Some historians of early modern Europe, however, now present an at least quasi-Weberian analysis of certain shifts toward more modern mentalities in the area of ritual during that period. They have also returned to locating the critical force behind these shifts in the Reformation.
Protestant authorities, they contend, primarily abandoned the view that real efficacy or presence of power was inherent in ritual acts and began to assert the notion of ritual as mere symbolic signification or representation. This process was most clearly evident in Protestant sacramental and above all eucharistic theology, but it also played out in many areas of ritualized activity.
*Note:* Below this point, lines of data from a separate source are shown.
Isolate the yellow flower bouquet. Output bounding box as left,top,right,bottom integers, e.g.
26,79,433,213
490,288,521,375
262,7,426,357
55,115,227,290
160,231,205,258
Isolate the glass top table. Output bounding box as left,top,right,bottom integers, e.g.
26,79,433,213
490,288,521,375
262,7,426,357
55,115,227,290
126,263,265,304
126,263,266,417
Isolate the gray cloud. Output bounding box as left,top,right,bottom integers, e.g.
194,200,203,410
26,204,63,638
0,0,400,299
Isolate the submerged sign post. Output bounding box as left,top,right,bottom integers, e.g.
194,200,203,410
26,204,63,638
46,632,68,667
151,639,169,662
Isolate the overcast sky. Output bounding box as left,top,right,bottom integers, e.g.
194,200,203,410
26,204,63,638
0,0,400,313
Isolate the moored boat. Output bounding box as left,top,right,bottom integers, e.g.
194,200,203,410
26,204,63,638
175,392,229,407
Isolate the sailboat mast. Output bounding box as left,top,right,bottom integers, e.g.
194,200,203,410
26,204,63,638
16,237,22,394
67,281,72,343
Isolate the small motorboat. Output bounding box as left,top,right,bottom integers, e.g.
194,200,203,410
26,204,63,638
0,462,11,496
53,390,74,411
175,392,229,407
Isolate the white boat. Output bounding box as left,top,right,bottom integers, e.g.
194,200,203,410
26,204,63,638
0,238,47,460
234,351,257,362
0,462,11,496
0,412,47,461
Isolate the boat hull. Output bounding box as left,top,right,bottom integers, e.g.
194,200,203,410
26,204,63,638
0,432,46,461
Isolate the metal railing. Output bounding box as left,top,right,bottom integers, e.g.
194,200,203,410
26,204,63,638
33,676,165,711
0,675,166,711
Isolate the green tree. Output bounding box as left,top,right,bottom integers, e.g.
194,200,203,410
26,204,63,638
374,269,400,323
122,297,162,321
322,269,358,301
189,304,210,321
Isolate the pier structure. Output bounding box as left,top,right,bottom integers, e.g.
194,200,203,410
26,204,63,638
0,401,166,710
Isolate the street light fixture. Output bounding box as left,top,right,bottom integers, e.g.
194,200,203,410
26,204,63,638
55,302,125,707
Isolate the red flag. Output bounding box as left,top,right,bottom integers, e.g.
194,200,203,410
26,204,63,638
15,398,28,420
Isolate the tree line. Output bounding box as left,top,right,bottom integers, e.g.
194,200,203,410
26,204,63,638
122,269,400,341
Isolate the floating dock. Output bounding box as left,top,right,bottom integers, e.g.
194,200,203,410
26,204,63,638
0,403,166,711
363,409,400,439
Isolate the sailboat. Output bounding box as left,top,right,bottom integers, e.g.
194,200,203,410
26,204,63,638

While there is no denying the significance of the Reformation in terms of ritual and more general religious developments in European history, there is also considerable danger in positing a single period of relatively sudden, dramatic change, especially when the modern analytical categories employed are rooted mainly in Reformation-era debates.
In regard to historical conceptions of magic, shifting notions about the inherent qualities of various kinds of ritualised, magical actions need to be disentangled from the immediate context of the Reformation. In the century prior to the eruption of Protestantism, reformist impulses already animated many clerical authorities, feeding increased concern about proper religiosity, lay piety, and putative superstition.
A number of these authorities became particularly troubled by the common spells, charms, healing rites, and other simple ritualized acts widely used by laypeople and also by many clerics.
Fearing that these rites entailed at least tacit invocation of demons, authorities judged them to be erroneous and therefore superstitious. In this, they followed long-standing Christian conceptions of the potentially demonic nature of virtually all magic.
New this time, however, was the degree to which established theories were applied to questions of common practice and belief, and the level of concern these practices now generated. The first half of the fifteenth-century, in particular, saw a rash of tracts and treatises produced on the question of superstition. Here, however, the focus is on the treatment of common spells and charms in early witchcraft literature.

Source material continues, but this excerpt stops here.